1175   We now need to gather these into a write cluster and write them.
1176   They will all be on the clean_leafs list, so we can iterate that
1177    allocating or incorporating as needed.  This will be similar to
1178    do_checkpoint.
1179   Important question is: when?
1180    Ideally we would have some auto-flush mechanism.  The cleaner just
1181    keeps finding blocks to clean and when we start running out of
1182    resources we flush the cleaning queue.
1183    However we will still want to flush the cleaner always before a
1184    checkpoint, so for now we cna implement that bit and wait for a
1185    need for the other to arise.
1186
1187
1188   FIXME: cleaner lookup of 0/0/0 has interesting consequences as we
1189       don't record that location the same way.. how to handle?
1190      Should check that 'adopt' doesn't do the wrong thing with this block.
1191
1192
1193   Realloc blocks need to be pinned.  That makes sense.  Only that way
1194     will they get onto the clean_leafs list.
1195   When checkpointing we should probably examine clean_leafs to be
1196    on the safe side.
1197
1198
1199   Realloc and Dirty:
1200
1201      Both of these hold a Credit.
1202      Both can be set at the same time.
1203      Cleaner ignores Dirty and sets Realloc anytime the block is in
1204       the wrong segment.  It also Pins the block.
1205      When the cleaner is flushing to the cleaning segment, it
1206       ignores Dirty blocks.  They get their Realloc cleared, but
1207       the remain pinned.  So they will get moved at the next checkpoint.
1208      How do we know whether an indexblock should be Dirty or Realloc?
1209       The Dirty/Realloc bit is cleared before we get to incorporation.
1210       Maybe we lafs_dirty_iblock the parent of any block we write
1211        out.  Then after incorporation, we set Realloc if it is not
1212        dirty.
1213
1214 STATUS:
1215   I think I'm pinning cleaner blocks now.

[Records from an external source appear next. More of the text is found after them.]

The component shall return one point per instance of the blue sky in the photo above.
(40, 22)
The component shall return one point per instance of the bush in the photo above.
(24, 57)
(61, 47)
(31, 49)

1216   Need to make sure the dirty ones are dropped. DONE
1217   Need to make sure the usage is transferred
1218   Need to get free segments back into use
1219   Need some more 'dump' options.  Maybe youth/usage files.
1220       Maybe tree.
1221   Need to make sure scan etc are triggered often enough.
1222
1223   FIXME lafs_prealloc walks up ->parent without locking
1224     I think we want i_mapping->private_lock like lafs_pin_iblock.
1225
1226 TODO:
1227   1/ a 'dump' option that triggers a scan and prints everything out.
1228   2/ scan must mark freeable as such, then subsequently free them.
1229   3/ Look at code that decreases usage of old segments.
1230   4/ Review lafs_cluster_wait_all and decide exactly how long we need
1231      to wait.
1232   5/ Review 'FIXME that is gross' HZ/10 thing.
1233   6/ Review 'wait for checkpoint to flush' msleep(500);
1234            Maybe remove that altogether.
1235
1236   FIXME BUG_ON in grow_index_tree fires. sync - writepages - flush
1237   FIXME BUG in lafs_allocated_block fired.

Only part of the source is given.